Thursday, February 8, 2018

A brave dog after all: Major, the warrior, four years on.

Photo copyright Wings, 2018; all rights reserved.

That's still one of my favorite pictures of the two of them. Both have left us now, Griffin almost two years ago and Major, in the foreground, just over four years ago.

It's been a day for guilt.

I bolted awake just after five this morning, somehow realizing in my sleep that I'd missed Major's anniversary date, which was February 3rd, at around 12:30 PM. I can put it down to a whole host of reasons, most of which have to do with my health and money and stress levels right now, and also the fact that on the third, we had someone working over here, which always disrupts my day, but the fact of the matter is, I'd gotten my wires crossed and was thinking March 3rd instead. And then, by the time Wings got his own stuff under way and I remembered to check the time, it was 12:36, and so I was even late at being late. But I took some cedar and tobacco out to him, and a doggy treat, too, and I tried to make up for it in some small way.

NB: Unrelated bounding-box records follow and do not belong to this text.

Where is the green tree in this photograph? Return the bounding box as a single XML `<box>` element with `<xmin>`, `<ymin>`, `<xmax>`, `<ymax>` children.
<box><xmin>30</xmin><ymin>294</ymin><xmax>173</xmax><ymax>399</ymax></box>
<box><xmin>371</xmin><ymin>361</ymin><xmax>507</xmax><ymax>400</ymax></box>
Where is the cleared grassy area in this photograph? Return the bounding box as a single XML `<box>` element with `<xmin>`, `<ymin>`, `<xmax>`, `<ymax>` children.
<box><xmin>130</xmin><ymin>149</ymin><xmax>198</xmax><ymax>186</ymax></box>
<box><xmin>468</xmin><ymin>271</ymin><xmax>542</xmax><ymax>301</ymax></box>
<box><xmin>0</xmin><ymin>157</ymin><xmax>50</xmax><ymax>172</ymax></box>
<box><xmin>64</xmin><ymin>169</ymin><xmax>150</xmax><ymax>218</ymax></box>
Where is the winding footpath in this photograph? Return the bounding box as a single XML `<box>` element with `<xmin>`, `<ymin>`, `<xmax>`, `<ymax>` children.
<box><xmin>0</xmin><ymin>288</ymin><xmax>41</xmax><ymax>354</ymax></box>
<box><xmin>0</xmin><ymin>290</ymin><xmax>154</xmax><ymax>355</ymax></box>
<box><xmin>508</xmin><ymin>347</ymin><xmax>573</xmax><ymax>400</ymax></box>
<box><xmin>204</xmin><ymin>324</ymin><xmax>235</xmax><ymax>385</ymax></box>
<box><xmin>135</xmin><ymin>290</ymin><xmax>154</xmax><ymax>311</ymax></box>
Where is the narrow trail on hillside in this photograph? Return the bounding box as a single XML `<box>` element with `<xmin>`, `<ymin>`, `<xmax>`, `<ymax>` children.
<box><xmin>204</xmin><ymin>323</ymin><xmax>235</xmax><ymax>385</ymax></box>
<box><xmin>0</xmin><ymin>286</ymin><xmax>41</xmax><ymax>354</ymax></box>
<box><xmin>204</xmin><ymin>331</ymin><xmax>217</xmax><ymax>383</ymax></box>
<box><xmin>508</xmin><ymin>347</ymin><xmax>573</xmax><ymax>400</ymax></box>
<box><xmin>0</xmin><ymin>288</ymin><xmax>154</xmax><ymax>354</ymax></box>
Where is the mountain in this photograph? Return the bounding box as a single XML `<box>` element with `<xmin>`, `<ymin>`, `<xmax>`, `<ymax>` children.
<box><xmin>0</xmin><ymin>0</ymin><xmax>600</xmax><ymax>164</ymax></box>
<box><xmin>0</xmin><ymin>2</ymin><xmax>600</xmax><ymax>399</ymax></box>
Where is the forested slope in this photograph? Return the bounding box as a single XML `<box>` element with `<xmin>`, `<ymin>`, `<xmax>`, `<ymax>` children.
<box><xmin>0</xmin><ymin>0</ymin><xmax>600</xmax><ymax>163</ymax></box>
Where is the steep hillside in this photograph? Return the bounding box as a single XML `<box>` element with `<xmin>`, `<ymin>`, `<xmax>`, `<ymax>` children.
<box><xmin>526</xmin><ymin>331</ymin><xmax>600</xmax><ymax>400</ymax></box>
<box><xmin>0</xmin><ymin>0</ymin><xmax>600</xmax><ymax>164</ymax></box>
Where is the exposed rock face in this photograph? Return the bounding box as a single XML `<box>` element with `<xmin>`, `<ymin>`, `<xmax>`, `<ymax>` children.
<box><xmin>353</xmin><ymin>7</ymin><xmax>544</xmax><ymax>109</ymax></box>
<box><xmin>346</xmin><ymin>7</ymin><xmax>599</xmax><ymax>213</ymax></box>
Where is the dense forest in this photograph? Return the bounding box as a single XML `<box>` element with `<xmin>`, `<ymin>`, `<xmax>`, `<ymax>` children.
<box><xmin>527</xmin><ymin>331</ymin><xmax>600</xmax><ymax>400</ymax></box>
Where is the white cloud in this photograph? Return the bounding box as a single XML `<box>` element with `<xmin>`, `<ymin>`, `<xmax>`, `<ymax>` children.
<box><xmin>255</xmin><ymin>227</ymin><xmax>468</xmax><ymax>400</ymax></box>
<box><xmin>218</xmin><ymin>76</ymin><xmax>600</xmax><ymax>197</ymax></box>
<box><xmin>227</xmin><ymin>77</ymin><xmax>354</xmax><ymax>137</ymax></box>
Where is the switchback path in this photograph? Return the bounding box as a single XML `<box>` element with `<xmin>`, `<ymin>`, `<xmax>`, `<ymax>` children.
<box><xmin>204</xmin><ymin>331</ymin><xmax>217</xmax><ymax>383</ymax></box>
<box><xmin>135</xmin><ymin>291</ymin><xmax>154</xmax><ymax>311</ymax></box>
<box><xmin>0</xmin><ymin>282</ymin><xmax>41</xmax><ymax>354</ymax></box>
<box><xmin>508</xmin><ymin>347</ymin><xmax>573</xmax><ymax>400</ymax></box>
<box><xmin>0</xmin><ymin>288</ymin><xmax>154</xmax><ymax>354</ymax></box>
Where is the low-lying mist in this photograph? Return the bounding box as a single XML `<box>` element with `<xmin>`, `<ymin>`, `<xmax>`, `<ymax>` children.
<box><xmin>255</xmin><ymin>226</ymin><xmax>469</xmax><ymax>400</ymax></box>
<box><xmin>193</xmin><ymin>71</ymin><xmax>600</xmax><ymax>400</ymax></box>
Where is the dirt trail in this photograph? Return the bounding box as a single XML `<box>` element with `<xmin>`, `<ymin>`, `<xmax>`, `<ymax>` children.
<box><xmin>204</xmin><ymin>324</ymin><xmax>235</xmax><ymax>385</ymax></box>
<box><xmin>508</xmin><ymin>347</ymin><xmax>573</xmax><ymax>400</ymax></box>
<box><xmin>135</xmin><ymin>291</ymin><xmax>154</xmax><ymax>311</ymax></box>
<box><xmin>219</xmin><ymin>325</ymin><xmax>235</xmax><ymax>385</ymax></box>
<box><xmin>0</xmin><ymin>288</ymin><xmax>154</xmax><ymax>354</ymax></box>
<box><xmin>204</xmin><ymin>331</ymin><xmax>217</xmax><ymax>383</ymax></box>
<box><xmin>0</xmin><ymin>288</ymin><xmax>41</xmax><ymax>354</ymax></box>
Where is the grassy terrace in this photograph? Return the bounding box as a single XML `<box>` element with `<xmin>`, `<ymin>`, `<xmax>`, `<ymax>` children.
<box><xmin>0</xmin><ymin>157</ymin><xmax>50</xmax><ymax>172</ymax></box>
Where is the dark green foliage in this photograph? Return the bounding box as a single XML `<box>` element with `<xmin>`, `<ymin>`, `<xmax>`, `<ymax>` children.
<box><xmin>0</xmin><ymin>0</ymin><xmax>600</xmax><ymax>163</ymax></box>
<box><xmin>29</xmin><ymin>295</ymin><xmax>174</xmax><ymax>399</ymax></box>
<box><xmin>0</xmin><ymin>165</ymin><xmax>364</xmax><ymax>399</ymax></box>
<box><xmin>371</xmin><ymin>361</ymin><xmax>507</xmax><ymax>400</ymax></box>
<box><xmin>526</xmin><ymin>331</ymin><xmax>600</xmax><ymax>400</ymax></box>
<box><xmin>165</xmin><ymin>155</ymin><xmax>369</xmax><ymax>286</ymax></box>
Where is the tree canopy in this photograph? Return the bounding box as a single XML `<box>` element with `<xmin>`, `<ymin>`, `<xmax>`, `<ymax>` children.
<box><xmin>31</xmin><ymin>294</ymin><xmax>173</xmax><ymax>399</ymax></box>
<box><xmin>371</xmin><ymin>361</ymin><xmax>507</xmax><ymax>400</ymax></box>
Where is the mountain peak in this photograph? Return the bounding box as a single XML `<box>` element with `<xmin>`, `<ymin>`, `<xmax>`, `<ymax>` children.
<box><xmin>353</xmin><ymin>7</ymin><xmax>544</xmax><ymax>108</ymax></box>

It was my parents who named him Major; the shelter had called him Gregory, heaven knows why, and Dad wanted to name him Shep, after the old song that is, of course, nothing but heartbreak and heaven knows why that, either, but what apparently stuck was Major. If we'd had anything to do with it, we'd probably have named him Warrior, but the poor guy had had enough disruption in his life already. He was, in some ways, anything but — a survivor of severe abuse and neglect and starvation, with equally severe PTSD and afraid of so, so many things . . . and yet, when the puppies (that would be She-Wolf and Raven, who are now ten), tangled with a prairie rattler, he jumped in between them to try to kill it. He got bitten for his trouble, I did the suck-and-spit routine while waiting for Wings to come home and then applied a traditional medicine that took all the inflammation out and left him needing only a half-course of anti-venin — and he got the rattler. It was dead when we went to find it, courtesy of Major's aging teeth. And I suppose that's the essence of the warrior, at least in our way: You put aside your greatest, most fundamental fears to defend those more vulnerable.

So our Big Guy was a brave dog after all.

We love you, Major. We miss you and your great big warrior heart.